Joan E. Cho and Paul Y. Chang. 2016. “Socioeconomic Foundations of South Korea’s Democracy Movement” in Youna Kim (ed.), Routledge Handbook of Korean Culture and Society: A Global Approach. London: Routledge, pp. 63-75.
Joan E. Cho, Jae Seung Lee, and B.K. Song. 2017. “Media Exposure and Regime Support Under Competitive Authoritarianism: Evidence from South Korea” in Journal of East Asian Studies 17(2): 145-166 DOI: https://doi.org/10.1017/jea.2016.41
This study explores whether and how exposure to mass media affects regime support in competitive authoritarian regimes. Using geographical and temporal variation in newspaper circulation and radio signal strength in South Korea under Park Chung Hee’s competitive authoritarian rule (1961-1972), we find that greater exposure to media was correlated with more opposition to the authoritarian incumbent but only when the government’s control of the media was weaker. When state control of the media was stronger, the correlation between media exposure and regime support disappears. Through a content analysis of newspaper articles, we also demonstrate that the regime’s tighter media control is indeed associated with pro-regime bias in news coverage. These findings from the South Korean case suggest that the liberalizing effect of mass media in competitive authoritarian regimes is conditional on the extent of government control over the media.
Joan E. Cho and Dominika Kruszewska. 2018. “Escaping Collective Responsibility in Fluid Party Systems: Evidence from South Korea,” Electoral Studies 56: 114-123
How does the public evaluate politicians’ reactions to crises that damage their party’s image? Using an experimental survey design and the 2016 South Korean political scandal, we explore which strategies allow politicians to avoid electoral accountability for corruption in their party. The scandal prompted some politicians from the president’s party to participate in protests calling for her impeachment, make statements criticizing her leadership, or join a new splinter party. We find that all of these strategies both increase electoral support and decrease perceptions of corruption. However, leaving the party is the least successful at increasing electability and politicians are more likely to gain votes if instead they take a clear position against corrupt politicians. Our findings have implications for weakly institutionalized party systems, where politicians, faced with a party brand crisis, have incentives to switch parties to escape electoral accountability, as opposed to reforming the party from within.
“Mind the Electoral Gap: The Effect of Investment in Public Infrastructure on Authoritarian Support in South Korea” (with Jae Seung Lee and B.K. Song; under review)
This study examines the effect of investment in transportation infrastructure on regime support in an electoral authoritarian regime. Using a difference-in-difference analysis of neighborhood-level panel data on subway system from 1971-1985 in urban South Korea, we find that incumbent vote share increased in neighborhoods surrounding the newly constructed subway stations. We also present evidence suggesting that subway construction is effective at boosting regime support, especially in neighborhoods where people are more likely to read about the government propaganda of subway construction from newspapers.
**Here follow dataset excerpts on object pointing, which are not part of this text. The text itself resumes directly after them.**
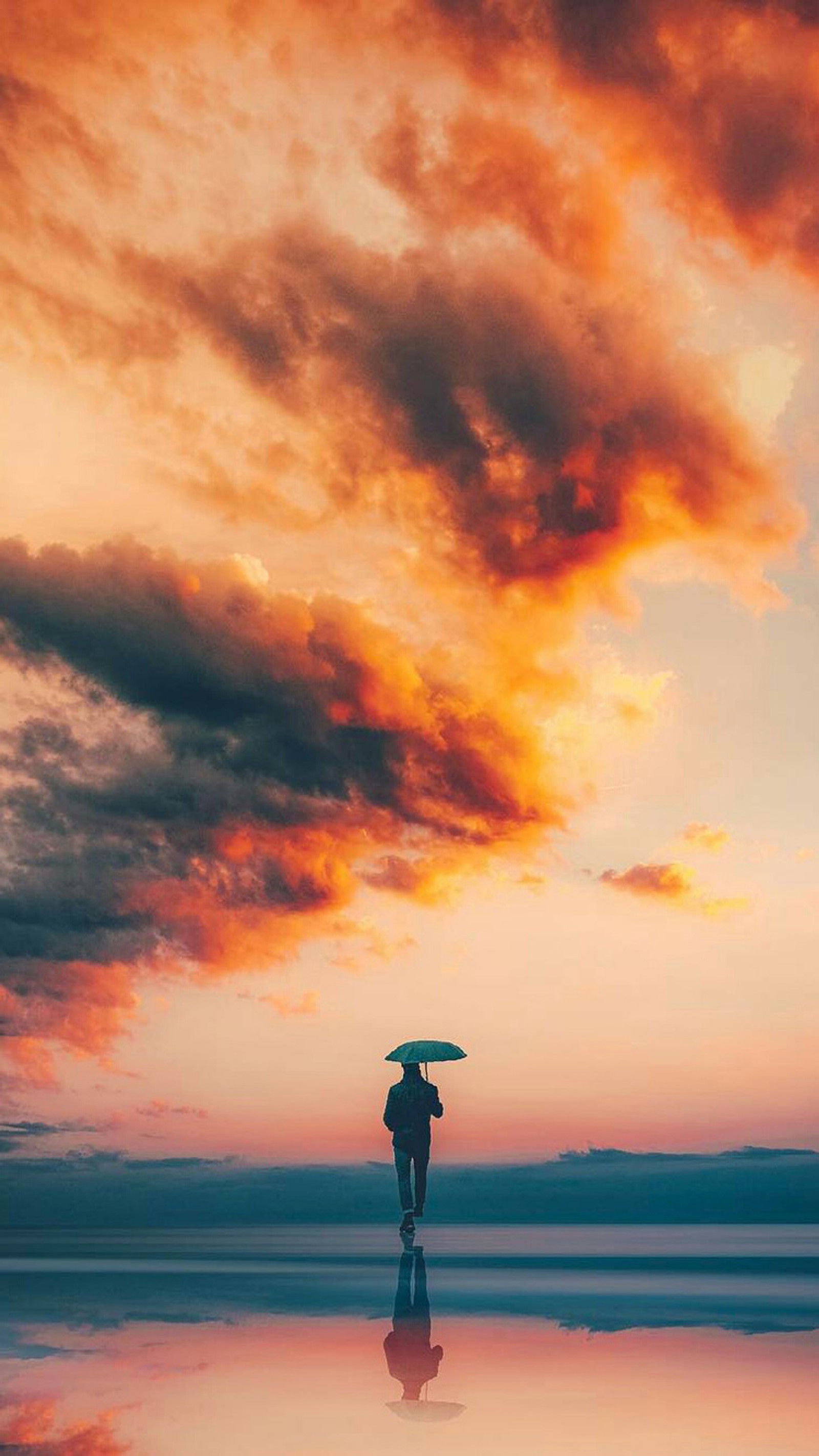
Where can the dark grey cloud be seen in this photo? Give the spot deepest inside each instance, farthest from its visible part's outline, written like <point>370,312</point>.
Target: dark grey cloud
<point>233,753</point>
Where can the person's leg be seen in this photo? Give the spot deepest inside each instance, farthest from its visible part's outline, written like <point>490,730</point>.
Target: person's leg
<point>422,1164</point>
<point>404,1186</point>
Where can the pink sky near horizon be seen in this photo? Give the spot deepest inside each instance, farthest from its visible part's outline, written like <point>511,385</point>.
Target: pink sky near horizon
<point>295,311</point>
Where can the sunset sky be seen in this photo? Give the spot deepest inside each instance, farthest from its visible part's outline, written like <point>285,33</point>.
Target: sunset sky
<point>408,572</point>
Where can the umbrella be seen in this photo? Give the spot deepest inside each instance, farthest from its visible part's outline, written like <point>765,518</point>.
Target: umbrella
<point>426,1410</point>
<point>426,1052</point>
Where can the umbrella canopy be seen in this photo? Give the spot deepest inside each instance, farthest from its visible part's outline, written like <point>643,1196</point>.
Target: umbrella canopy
<point>426,1052</point>
<point>426,1410</point>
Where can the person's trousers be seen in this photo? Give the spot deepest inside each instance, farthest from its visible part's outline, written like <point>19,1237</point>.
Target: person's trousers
<point>414,1161</point>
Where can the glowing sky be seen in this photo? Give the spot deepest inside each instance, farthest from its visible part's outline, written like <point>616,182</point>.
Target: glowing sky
<point>408,571</point>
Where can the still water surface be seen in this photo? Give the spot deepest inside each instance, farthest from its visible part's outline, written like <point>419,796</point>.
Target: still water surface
<point>326,1341</point>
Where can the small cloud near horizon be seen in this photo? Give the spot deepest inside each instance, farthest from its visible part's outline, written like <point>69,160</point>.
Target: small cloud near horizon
<point>712,837</point>
<point>672,883</point>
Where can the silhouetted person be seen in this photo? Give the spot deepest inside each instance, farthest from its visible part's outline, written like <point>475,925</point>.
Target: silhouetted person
<point>410,1104</point>
<point>410,1357</point>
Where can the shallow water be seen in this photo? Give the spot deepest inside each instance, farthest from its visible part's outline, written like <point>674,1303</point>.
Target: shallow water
<point>629,1340</point>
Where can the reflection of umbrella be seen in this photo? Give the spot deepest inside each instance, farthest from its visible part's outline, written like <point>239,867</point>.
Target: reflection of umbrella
<point>426,1410</point>
<point>426,1052</point>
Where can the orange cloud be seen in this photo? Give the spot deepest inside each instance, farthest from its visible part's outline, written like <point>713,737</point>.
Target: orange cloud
<point>706,836</point>
<point>672,883</point>
<point>158,1109</point>
<point>254,753</point>
<point>28,1426</point>
<point>308,1004</point>
<point>540,436</point>
<point>719,102</point>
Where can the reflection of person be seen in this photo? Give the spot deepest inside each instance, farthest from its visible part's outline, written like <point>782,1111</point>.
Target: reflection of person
<point>410,1104</point>
<point>408,1355</point>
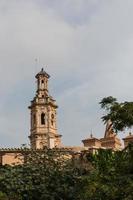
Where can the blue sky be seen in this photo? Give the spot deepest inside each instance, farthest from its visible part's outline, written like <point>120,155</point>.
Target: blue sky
<point>87,46</point>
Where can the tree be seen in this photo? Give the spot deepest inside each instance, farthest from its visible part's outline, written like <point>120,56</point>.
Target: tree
<point>121,114</point>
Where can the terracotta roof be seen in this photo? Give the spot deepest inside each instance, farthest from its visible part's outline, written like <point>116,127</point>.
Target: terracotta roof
<point>42,73</point>
<point>129,136</point>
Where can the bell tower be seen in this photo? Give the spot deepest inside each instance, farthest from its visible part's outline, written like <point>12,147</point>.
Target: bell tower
<point>43,108</point>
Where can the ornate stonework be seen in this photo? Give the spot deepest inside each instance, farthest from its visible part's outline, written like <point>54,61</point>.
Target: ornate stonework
<point>43,116</point>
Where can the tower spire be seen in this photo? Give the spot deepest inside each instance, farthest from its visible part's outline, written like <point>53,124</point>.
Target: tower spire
<point>43,116</point>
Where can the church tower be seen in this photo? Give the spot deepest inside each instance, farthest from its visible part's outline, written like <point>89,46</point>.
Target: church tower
<point>43,108</point>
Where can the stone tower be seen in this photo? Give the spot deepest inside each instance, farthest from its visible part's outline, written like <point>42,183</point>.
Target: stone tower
<point>43,131</point>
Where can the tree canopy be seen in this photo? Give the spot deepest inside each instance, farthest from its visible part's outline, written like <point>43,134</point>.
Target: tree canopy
<point>120,114</point>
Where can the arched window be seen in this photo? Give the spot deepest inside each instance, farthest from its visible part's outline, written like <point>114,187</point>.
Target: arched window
<point>43,119</point>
The results suggest that investment in welfare-enhancing goods and services such as public transportation may help autocrats of developing countries to retain political power by increasing electoral support for their ruling parties.
“Constructing Labor: Long-term Effect of Industrialization on Labor Mobilization in South Korea”
While economic growth contributes to regime stability, modernization theory predicts that industrialization will lead to democratization. I argue that industrialization has divergent effects on regime support in the short- versus long-term. Autocrat-led industrialization may initially enhance regime stability, but it can also facilitate labor activism in the long run. To showcase this argument, I utilize data from South Korea, a critical case in which industrialization contributed to both authoritarian durability and democratization. I estimate the controlled direct effect of industrial complexes, originally built by the autocrats, and show that the presence of industrial complexes increased protests during the democratic transition period. The results of this study demonstrate the importance of distinguishing the short- versus long-term effect of industrialization on democracy.
“Do Authoritarian Elections Mobilize or Demobilize Protest? Theory and Evidence from South Korea”
Does the introduction of multiparty elections mobilize or demobilize protest in authoritarian regimes? This paper sheds new light on this question by using an original subnational events dataset from South Korea under Chun Doo Hwan’s authoritarian regime (1980-1988). The analysis demonstrates that the introduction of multiparty elections has a dampening effect on anti-regime protest, but the strength and magnitude of the effect are mitigated by the mobilizing structures of the opposition forces. This dampening effect is strongest in regions with a low density of activists but the magnitude of the effect decreases in areas with a higher density of activists. This finding suggests that rather than viewing elections as a single “silver bullet” for authoritarianism, more attention should be paid to their conditional effects and the structural basis for mobilization.